Anyway, it all adds up to the fact that "Grey's Anatomy" occupies a very different place in the TV market than "Pushing Daisies." "Pushing Daisies" is a quirky and delightful Honda Element, a show you admire from afar and wish you wanted to watch more, but somehow, you don't. "Grey's Anatomy" is a slick, shiny Lexus SUV, a show that you can't stop watching even though it's bad for you and the environment and it'll bankrupt you every time the tiny computer chip that controls the windshield wipers breaks down.
Smart, talented people make Hondas and Lexuses, and smart, talented people write "Pushing Daisies" and "Grey's Anatomy." But sometimes, a very good, original, clever show just doesn't work, and a good but uneven, soapy, overwrought show just does. After all, this is TV we're talking about. We should ask for more from our televisual narrative artistes, I agree, but sometimes when we do ask for more, and we get it, we still don't want to watch.
Lawyers in love
Other shows got canceled, too -- or, excuse me, pulled from the lineup, if you want to employ the kinder, gentler lingo of network executives who think we're fracking idiots. Well, then, let's play along with their little game of euphemisms, shall we? ABC's "Dirty Sexy Money" and the CW's "Easy Money" became the latest victims of the current credit crisis. ABC's "Eli Stone" gathered no moss -- and very few viewers -- and summarily sunk like a stone. The CW showed no love for "Valentine." Fox sent "MadTV" to an asylum far, far away, to spend the balance of its days drooling into its chocolate pudding cups. NBC banished "My Own Worst Enemy" to its own private Idaho, far away from the prime-time schedule, while inviting Brooke Shields and Kim Raver to drink some Draino-laced grape Kool-Aid in their own private "Lipstick Jungle."
Personally, I think that "Easy Money" and "My Own Worst Enemy" deserved more of a chance. Both were in their first seasons and showed a fair amount of promise.

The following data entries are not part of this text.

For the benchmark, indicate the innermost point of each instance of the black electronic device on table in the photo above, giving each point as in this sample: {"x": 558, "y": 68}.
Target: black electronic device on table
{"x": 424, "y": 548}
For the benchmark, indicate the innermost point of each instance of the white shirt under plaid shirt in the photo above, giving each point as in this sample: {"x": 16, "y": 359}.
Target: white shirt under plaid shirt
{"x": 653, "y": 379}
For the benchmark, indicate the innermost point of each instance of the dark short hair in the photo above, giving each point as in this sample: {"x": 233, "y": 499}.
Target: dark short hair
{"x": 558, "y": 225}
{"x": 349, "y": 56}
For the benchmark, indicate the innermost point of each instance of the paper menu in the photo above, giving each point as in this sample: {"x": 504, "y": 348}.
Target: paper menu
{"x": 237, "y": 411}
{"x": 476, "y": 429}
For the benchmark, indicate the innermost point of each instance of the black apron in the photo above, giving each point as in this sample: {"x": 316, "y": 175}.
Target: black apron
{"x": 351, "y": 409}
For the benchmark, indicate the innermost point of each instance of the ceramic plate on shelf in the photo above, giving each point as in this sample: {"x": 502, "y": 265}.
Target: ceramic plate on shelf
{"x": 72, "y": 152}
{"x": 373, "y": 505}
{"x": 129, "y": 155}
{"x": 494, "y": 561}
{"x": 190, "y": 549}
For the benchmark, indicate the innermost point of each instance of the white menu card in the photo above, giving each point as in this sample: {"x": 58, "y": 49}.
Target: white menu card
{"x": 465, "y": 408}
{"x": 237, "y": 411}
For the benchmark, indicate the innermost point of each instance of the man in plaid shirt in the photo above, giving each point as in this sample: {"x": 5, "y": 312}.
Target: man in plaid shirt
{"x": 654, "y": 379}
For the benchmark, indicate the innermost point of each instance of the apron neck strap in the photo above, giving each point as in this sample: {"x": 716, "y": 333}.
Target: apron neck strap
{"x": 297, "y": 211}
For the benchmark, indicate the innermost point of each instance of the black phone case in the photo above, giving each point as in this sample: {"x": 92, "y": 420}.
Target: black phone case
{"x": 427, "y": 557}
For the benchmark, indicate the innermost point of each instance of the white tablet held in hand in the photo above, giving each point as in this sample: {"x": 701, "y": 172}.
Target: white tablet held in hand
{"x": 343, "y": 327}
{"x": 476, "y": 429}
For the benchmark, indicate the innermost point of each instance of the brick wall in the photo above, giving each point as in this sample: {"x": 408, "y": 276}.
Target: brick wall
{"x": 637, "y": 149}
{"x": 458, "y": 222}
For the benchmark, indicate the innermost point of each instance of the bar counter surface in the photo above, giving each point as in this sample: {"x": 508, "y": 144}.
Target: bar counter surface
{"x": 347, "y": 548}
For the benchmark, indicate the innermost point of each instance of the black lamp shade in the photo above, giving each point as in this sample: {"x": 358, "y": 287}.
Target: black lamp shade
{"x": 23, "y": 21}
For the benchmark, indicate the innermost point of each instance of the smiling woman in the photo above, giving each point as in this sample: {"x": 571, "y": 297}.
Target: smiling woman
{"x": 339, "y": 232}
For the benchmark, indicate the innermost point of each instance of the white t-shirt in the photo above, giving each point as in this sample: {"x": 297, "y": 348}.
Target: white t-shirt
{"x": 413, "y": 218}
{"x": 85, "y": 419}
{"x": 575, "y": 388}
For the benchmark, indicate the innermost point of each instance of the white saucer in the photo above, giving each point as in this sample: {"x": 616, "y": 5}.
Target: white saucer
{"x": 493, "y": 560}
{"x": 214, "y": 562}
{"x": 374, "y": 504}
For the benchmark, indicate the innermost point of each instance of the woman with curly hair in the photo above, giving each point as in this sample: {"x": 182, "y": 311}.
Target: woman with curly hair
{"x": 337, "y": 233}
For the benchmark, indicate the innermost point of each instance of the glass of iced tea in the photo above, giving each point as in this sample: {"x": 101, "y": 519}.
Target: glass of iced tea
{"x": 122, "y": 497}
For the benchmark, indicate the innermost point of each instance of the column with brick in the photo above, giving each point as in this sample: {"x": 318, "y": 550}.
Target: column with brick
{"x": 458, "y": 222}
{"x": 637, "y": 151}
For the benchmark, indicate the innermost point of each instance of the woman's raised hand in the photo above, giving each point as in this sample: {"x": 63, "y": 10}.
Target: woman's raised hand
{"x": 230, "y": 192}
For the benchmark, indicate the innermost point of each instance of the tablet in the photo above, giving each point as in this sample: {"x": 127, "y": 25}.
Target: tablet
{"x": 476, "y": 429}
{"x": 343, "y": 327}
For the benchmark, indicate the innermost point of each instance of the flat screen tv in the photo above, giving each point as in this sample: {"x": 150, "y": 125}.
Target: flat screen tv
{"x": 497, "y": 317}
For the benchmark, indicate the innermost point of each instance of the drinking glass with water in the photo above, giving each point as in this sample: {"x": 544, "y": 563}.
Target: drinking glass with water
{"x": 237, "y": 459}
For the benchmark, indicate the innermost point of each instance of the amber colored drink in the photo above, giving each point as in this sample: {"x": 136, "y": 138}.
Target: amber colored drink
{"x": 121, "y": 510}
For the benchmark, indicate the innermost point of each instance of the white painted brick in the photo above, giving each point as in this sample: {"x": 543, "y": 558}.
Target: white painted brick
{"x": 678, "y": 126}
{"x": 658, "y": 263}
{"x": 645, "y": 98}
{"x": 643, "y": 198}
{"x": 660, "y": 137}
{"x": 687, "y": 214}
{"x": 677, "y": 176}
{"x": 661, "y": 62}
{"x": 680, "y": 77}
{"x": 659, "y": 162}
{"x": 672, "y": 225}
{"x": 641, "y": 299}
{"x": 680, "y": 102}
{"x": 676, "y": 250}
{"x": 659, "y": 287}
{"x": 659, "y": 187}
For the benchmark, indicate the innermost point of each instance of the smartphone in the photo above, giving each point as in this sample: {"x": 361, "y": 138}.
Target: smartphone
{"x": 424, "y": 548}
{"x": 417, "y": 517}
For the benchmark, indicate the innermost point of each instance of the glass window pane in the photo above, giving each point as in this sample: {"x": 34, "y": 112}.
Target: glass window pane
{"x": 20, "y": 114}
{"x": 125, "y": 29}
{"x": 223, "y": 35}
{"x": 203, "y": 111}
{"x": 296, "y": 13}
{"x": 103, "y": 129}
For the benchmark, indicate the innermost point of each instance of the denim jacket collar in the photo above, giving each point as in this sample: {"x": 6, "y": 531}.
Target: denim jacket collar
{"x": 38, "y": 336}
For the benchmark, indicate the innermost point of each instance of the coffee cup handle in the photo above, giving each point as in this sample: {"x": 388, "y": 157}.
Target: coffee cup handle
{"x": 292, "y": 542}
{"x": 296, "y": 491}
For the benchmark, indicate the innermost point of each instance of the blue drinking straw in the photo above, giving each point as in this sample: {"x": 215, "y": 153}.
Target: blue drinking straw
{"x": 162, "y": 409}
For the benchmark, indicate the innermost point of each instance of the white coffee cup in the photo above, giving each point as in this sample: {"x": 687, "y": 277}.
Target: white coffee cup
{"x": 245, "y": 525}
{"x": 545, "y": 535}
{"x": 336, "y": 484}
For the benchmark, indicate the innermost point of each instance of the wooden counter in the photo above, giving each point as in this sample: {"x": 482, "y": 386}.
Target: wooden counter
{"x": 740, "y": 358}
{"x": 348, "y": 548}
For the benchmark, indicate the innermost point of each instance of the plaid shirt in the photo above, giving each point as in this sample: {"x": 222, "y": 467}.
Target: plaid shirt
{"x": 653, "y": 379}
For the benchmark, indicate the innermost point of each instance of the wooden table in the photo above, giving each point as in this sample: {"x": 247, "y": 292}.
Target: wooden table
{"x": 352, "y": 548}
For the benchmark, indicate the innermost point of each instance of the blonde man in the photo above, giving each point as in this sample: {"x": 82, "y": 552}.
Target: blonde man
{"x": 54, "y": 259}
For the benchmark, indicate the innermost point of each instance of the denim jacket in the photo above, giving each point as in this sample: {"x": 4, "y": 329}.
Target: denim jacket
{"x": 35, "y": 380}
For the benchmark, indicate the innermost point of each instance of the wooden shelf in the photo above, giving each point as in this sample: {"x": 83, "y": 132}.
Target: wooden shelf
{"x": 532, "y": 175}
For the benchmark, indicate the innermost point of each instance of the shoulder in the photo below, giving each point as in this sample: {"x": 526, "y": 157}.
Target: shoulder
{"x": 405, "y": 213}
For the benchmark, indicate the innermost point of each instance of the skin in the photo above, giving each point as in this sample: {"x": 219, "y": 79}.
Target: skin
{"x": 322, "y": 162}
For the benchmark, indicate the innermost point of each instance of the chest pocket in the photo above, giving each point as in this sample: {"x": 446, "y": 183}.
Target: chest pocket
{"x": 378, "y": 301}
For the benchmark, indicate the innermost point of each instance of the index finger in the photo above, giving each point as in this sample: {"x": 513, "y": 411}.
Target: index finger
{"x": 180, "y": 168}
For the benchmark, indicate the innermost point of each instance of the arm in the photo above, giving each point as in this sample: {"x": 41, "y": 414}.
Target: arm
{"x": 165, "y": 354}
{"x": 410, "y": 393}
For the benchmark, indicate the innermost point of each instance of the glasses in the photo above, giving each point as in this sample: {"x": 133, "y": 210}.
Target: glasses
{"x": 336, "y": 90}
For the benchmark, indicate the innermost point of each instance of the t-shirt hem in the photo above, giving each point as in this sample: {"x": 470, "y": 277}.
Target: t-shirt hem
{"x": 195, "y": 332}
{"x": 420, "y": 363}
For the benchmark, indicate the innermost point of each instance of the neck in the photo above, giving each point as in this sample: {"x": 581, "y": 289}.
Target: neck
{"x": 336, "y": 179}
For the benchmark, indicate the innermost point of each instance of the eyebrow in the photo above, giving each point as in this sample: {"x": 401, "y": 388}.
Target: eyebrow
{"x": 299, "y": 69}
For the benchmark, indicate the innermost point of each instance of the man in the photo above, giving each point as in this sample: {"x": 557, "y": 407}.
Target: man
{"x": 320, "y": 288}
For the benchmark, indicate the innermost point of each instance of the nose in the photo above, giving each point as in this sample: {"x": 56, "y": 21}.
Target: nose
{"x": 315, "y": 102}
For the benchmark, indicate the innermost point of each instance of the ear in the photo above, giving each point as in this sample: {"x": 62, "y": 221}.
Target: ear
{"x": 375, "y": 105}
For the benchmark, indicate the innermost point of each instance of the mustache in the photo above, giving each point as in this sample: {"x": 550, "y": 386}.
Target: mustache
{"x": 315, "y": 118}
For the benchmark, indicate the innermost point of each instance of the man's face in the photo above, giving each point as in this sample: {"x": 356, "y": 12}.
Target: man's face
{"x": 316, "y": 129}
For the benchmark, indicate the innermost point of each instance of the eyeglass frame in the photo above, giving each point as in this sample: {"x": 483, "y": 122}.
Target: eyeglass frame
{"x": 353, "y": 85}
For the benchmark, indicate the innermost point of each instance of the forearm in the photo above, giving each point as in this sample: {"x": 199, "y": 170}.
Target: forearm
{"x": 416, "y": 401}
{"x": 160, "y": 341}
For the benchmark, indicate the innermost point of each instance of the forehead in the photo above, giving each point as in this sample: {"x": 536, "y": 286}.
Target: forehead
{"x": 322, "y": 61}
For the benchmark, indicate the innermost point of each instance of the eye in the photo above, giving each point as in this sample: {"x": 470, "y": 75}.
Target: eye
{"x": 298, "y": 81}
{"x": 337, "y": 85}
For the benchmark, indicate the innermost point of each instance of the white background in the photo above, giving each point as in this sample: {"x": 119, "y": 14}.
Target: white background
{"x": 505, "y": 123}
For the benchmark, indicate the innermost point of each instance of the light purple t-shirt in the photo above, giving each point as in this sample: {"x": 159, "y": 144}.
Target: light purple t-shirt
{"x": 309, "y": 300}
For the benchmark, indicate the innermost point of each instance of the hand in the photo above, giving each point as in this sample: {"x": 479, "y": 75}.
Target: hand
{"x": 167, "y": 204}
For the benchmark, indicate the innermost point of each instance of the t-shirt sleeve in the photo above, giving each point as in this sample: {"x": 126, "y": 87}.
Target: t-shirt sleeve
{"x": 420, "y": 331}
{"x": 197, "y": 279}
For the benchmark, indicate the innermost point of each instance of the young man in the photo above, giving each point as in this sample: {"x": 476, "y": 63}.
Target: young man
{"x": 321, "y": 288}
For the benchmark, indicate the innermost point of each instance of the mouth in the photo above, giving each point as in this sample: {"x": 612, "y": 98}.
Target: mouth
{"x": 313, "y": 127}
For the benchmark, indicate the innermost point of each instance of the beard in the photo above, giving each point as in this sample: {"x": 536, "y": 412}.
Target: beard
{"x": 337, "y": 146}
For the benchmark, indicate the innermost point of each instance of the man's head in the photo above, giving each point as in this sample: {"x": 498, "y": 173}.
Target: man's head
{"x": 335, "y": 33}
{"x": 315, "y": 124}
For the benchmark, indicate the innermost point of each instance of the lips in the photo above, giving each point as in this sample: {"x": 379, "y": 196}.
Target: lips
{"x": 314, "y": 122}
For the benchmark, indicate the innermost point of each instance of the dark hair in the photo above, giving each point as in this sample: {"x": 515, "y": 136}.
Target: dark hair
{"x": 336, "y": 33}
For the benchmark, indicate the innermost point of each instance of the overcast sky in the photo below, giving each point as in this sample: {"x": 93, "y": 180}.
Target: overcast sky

And let's get real, compared to the rest of the fall TV lineup, those two were instant classics. What else is any good out there, aside from "Life on Mars"?
In some maddening twist, the best shows on TV right now -- most notably HBO's "True Blood" and FX's "The Shield" -- are limited to 13-episode seasons, so they just wrapped last week. Sure, that kept them dense and purposeful, and it kept us wanting more. Even so, I want more! I want more Vic Mackey, I want more Sookie Stackhouse! I don't want to watch "Numbers" or "NCIS" or the very, very last season of "ER," I don't care if George Clooney comes back and makes Julianna Margulies attempt suicide all over again! Are "Top Chef" and a flimsy "24" special going to keep me warm through the holidays? No, my little chicken-fried steaklings, they are not!
See what happens when the TV schedule suffers? I suffer! And when I suffer, you suffer, chicken-stuffed raviolis! Somebody write the TV industry an enormous check and save the world from condescending foodie terms of endearment once and for all!